The week after Thanksgiving I'll get to have my first u/s at which point I'll be almost 8 weeks. Not too much longer to wait!! Just 2 more weeks!
And........... no spotting!
I'm so happy, and still so nervous. I have no fingernails left. I want so very much to trust that all will go well this time, but until I see a thriving heartbeat on an u/s I'm not sure I can break down this protective wall I've put up around me. But with the betas, I did break through and create a peep hole to the other side.
I'm just trying to go with the flow. I have so much to be thankful for. I'm blessed to even get pregnant in the first place.
Stick bean stick!
Houston we have a heartbeat!!: 154bpm.
And as for measurements I'm right on schedule, 8w1d.

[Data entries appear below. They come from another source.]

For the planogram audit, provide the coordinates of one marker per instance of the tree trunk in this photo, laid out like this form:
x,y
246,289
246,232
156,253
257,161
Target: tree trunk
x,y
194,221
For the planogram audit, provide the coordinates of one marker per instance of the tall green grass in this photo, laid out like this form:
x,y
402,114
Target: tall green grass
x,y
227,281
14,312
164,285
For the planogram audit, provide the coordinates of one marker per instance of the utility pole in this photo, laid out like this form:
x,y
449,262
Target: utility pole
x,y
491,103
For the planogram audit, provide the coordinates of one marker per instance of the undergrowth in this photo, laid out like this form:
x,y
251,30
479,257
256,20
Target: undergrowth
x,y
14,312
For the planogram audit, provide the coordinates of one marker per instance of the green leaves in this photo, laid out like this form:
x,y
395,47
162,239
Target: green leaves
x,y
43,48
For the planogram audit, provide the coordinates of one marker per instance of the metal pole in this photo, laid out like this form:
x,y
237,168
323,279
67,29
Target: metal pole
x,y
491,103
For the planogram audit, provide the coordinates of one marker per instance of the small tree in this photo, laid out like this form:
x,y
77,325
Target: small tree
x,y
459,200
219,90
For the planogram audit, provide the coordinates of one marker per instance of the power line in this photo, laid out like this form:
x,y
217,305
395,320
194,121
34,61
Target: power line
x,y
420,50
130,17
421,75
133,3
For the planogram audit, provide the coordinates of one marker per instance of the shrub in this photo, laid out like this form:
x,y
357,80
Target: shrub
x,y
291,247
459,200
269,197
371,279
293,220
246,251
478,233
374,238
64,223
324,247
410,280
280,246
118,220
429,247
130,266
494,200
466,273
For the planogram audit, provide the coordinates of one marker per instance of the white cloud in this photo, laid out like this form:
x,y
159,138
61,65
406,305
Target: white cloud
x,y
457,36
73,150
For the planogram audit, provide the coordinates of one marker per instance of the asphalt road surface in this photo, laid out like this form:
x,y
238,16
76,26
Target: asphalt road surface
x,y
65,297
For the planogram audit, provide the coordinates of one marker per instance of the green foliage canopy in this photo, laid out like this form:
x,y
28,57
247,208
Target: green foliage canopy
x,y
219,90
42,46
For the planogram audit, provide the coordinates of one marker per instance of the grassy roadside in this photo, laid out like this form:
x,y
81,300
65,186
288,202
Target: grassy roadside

I'm so so relieved. I have been so nervous these last couple of weeks but genereally very hopeful. In so many ways this pg has been so different than last time. For one, no spotting at all and also I'd say in general my symptoms have been stronger and more consistent. So I dared to hope it would go well today and it did.
I know I'm not out of the woods just yet. I wonder when I might finally feel that sense of peace that at the end of this journey I'll be holding a little baby in my arms. At any rate, I'm feeling enormously blessed and lucky to have made it this far. Nothing to do but to take this journey one day at a time.